FOREIGN AID AND THE DIASPORA

A main interest in this blog is about the World’s diasporas and how their capacity compares with development aid. My starting question is this: is it really credible that an alien, paternalistic, public  sector driven,  bureaucratic  process, fragmented into dozens or hundreds of projects in one country sponsored by large numbers of donors of different sizes and motives, opaque decision making, complex  procedures and varying degrees of knowledge (and ignorance) about what they  are doing, could significantly  accelerate economic growth in someone else’s country?  Commonsense would surely suggest that it cannot, and indeed there has been no research at all that suggests that an injection of aid resources is associated with a high rate of growth, and much that has claimed a weak, nonexistent or even negative impact. Outside the Government sector (the NGOs) there is also an increasing realization that all is not well as tens of thousands of small, often poorly directed, agencies compete for charitable funds to spend on the world’s poor, often with conflicting ideas and little knowledge. This whole apparatus is simply inconsistent with what is needed to eradicate poverty, accelerate growth or mobilize capacity anywhere.  The need of the citizens of the poorest countries to emerge from poverty are vastly more urgent than can be handled by such a cumbersome, time-wasting, dysfunctional process which often infringes on their sovereignty and responds more to political interests at home.

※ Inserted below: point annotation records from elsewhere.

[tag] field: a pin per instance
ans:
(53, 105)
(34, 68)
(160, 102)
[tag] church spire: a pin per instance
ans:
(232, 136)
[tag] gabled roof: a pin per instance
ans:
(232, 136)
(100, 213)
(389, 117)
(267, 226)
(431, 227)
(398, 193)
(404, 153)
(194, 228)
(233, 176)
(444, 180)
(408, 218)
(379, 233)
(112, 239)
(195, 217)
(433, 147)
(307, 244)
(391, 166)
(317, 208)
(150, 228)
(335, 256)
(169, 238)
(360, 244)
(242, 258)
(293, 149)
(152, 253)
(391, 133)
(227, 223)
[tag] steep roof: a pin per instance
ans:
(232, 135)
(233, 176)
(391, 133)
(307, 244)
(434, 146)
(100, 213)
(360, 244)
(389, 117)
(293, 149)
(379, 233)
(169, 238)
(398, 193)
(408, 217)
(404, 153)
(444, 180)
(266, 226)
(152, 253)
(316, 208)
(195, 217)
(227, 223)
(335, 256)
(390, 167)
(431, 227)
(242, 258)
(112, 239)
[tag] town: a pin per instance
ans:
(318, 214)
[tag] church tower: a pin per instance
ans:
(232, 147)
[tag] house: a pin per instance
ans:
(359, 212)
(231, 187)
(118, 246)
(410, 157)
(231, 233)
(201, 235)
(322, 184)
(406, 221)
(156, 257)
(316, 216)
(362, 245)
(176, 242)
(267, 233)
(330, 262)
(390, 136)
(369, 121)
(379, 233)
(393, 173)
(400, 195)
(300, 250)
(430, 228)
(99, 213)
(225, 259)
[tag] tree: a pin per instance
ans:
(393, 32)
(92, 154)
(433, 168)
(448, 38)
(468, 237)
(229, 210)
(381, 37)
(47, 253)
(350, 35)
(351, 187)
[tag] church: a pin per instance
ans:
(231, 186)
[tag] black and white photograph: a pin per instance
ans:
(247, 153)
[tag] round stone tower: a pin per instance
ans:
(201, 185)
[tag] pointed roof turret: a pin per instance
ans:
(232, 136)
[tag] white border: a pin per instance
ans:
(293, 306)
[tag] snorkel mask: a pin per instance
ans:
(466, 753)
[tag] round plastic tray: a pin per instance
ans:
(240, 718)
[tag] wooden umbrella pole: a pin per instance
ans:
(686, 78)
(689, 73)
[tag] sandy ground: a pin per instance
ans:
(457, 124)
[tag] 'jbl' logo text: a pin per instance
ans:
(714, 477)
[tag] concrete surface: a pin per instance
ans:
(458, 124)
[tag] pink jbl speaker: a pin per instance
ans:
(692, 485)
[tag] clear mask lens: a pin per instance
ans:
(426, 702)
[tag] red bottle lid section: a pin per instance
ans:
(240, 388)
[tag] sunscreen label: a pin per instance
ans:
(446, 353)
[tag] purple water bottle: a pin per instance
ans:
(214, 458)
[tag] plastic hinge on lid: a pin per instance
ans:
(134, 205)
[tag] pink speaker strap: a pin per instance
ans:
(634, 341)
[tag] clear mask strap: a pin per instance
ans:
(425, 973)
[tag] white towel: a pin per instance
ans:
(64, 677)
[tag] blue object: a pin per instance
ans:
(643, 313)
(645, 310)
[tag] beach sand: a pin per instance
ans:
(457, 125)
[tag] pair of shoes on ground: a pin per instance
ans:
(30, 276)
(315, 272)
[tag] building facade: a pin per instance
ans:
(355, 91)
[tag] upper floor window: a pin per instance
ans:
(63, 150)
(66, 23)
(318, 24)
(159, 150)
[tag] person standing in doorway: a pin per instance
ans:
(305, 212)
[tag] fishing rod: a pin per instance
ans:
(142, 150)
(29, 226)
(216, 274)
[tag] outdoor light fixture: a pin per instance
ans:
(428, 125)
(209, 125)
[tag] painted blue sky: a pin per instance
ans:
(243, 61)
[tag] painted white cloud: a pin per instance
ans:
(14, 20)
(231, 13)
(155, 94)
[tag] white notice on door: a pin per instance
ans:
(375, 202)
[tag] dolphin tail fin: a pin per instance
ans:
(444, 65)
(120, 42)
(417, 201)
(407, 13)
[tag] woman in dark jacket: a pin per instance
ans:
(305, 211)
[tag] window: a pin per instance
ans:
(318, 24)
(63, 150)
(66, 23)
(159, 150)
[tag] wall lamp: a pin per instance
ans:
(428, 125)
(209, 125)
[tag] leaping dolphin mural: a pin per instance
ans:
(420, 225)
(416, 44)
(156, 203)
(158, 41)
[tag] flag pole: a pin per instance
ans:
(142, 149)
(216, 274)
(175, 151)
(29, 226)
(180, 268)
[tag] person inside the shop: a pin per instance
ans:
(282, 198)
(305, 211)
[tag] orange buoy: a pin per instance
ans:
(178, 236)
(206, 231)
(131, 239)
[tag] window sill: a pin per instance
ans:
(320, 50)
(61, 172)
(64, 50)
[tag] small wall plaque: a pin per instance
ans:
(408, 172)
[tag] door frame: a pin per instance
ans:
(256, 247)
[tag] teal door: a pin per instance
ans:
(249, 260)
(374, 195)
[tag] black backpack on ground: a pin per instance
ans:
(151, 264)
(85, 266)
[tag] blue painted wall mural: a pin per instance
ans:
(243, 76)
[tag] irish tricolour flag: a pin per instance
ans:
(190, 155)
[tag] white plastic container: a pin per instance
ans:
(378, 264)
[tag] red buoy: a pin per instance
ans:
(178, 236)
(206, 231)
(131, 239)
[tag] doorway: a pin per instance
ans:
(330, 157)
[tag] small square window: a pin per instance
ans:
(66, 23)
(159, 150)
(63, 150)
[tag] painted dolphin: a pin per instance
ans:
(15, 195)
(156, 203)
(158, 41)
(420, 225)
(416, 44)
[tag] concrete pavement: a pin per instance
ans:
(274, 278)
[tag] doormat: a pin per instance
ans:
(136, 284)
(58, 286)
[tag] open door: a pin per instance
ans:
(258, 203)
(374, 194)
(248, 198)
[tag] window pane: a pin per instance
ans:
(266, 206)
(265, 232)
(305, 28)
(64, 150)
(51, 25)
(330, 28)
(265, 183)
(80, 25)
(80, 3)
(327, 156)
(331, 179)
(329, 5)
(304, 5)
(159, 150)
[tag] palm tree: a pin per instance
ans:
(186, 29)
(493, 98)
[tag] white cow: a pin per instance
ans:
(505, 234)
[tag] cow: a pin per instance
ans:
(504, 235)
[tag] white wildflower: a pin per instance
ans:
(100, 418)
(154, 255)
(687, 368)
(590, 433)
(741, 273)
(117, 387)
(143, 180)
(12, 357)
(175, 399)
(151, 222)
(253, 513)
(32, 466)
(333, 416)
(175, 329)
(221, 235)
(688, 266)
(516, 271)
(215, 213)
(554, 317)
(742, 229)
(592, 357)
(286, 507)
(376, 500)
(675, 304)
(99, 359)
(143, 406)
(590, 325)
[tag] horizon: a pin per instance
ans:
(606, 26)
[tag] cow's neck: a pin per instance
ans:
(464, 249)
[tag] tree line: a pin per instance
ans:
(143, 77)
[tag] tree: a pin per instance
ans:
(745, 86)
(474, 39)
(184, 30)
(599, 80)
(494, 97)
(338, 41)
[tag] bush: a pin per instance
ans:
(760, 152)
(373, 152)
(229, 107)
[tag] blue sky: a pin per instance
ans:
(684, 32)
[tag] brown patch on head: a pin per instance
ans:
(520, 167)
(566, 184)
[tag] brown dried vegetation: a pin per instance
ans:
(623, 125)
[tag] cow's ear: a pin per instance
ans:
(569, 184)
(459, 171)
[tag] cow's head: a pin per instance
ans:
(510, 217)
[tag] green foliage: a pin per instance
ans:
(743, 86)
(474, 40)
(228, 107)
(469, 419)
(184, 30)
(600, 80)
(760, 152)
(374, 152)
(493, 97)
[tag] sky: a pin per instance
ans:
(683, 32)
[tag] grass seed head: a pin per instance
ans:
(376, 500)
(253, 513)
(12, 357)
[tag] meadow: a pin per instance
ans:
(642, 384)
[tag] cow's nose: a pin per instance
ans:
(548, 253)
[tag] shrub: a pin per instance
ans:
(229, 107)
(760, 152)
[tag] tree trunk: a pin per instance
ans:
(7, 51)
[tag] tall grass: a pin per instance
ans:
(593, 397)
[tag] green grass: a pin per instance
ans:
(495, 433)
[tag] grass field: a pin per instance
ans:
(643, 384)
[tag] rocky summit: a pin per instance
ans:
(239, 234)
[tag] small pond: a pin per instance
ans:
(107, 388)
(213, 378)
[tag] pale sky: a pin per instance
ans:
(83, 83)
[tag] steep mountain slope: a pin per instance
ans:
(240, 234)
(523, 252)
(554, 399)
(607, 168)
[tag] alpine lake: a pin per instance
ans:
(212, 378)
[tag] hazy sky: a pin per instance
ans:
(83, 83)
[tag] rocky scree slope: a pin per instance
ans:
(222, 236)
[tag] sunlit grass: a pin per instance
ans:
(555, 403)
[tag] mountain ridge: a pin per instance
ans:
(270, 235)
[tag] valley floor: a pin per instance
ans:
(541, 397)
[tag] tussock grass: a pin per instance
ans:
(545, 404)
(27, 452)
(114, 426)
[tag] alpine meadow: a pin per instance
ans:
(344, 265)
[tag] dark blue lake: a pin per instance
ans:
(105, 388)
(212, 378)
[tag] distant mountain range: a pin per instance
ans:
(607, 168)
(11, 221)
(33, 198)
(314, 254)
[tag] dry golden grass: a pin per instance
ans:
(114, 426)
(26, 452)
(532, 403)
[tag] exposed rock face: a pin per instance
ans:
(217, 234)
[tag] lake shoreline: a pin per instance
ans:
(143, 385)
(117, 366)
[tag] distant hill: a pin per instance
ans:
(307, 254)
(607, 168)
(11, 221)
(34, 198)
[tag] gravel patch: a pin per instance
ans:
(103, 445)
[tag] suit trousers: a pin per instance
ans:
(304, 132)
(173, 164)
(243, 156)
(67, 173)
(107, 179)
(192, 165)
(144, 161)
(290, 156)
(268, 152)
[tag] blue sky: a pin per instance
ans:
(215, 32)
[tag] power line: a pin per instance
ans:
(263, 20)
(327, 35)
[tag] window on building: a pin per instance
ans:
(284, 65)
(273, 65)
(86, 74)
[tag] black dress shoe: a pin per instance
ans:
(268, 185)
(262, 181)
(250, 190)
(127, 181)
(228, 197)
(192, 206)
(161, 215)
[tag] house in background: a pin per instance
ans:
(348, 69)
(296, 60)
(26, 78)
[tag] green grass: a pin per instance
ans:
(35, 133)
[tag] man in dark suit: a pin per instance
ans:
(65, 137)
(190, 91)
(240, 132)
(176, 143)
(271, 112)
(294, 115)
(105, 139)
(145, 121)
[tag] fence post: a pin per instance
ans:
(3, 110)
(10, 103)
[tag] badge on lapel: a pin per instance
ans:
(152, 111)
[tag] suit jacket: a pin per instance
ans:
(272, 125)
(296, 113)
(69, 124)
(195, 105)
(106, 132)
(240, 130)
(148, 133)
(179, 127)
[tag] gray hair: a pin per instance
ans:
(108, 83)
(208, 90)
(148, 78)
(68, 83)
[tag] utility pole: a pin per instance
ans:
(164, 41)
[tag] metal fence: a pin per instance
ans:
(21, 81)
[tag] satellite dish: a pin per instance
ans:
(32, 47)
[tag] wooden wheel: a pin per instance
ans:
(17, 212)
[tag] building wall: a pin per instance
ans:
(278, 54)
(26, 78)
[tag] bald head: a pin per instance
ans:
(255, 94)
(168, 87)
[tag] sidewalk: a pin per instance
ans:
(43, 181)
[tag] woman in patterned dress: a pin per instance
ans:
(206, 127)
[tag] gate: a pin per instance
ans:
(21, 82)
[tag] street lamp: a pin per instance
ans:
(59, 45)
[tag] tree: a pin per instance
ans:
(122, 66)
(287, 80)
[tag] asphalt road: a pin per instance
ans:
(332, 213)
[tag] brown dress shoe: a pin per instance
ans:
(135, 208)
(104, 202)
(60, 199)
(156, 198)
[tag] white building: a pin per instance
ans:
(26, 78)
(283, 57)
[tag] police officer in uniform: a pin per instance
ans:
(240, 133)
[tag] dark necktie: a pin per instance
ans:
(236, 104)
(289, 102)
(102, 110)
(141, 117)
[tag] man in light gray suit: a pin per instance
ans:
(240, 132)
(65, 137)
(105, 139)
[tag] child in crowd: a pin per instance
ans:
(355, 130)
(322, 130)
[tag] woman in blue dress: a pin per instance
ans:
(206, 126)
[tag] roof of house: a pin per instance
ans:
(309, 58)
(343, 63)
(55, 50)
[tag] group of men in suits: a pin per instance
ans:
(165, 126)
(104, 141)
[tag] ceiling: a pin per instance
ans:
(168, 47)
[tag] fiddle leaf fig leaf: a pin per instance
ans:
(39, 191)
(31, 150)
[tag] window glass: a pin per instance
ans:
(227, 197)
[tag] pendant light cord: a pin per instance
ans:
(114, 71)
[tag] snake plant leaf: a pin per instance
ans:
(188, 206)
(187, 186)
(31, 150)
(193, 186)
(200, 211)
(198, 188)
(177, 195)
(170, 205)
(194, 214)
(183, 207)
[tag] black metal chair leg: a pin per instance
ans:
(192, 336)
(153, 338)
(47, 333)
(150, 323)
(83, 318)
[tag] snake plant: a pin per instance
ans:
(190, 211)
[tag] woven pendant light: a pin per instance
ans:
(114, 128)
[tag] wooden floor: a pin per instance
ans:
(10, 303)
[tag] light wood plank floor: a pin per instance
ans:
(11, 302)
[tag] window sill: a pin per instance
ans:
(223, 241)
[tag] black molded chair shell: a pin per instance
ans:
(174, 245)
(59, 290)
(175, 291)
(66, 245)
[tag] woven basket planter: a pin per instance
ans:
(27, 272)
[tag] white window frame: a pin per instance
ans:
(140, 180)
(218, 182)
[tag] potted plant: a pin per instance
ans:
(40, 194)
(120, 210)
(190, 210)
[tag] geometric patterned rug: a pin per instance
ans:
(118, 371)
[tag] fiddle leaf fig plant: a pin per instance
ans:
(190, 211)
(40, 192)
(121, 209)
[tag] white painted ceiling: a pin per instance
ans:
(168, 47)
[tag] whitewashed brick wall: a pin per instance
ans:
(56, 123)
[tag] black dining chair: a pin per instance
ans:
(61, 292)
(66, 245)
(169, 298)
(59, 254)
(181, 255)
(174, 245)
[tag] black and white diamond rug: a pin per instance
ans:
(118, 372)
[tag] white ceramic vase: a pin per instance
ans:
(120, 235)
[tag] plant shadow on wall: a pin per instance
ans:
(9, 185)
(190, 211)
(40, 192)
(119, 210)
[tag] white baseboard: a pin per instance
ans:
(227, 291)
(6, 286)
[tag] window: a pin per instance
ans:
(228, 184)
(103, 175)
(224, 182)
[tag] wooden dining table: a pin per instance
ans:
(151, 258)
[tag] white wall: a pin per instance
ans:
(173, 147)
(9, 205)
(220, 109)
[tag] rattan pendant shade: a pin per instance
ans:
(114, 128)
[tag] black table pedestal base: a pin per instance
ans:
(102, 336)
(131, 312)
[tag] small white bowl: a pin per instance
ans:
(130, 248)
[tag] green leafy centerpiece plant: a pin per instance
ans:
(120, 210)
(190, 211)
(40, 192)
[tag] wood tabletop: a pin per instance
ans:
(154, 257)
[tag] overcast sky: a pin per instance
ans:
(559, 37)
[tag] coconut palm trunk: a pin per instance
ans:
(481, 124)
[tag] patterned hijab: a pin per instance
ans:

So – what about the role of the diaspora World’s diasporas ?  I am not proposing that these are the answer to economic development – but they are a better option than development aid in many important areas of small to medium scale investment –  in industry, services, finance, education and training, health and community services, urban development,  transport, water supply etc. The areas where aid is needed are for global problems such as economic crises and international financial stability, global health, nutrition and pest invasions, alleviating the effects of climate change, and major cross-border infrastructure. Given its rapid rate of growth and increasing dynamism (Somalia for example is a country where diasporans were flocking in well before the donors started) and its increasing direction towards investment accompanied by expertise, plus above all its low transaction costs, lack of politics, cultural affinity with its recipients, and clear objectives,  it responds to many of the issues that severely limit the effectiveness of aid. If development aid was reorganized, cut back and made relevant to country capacities it might be able to provide a complement to diaspora initiatives. But at the moment  there is little prospect, despite the many pompous declarations over many years from many international conferences on aid effectiveness, that it will or can reform itself in this direction.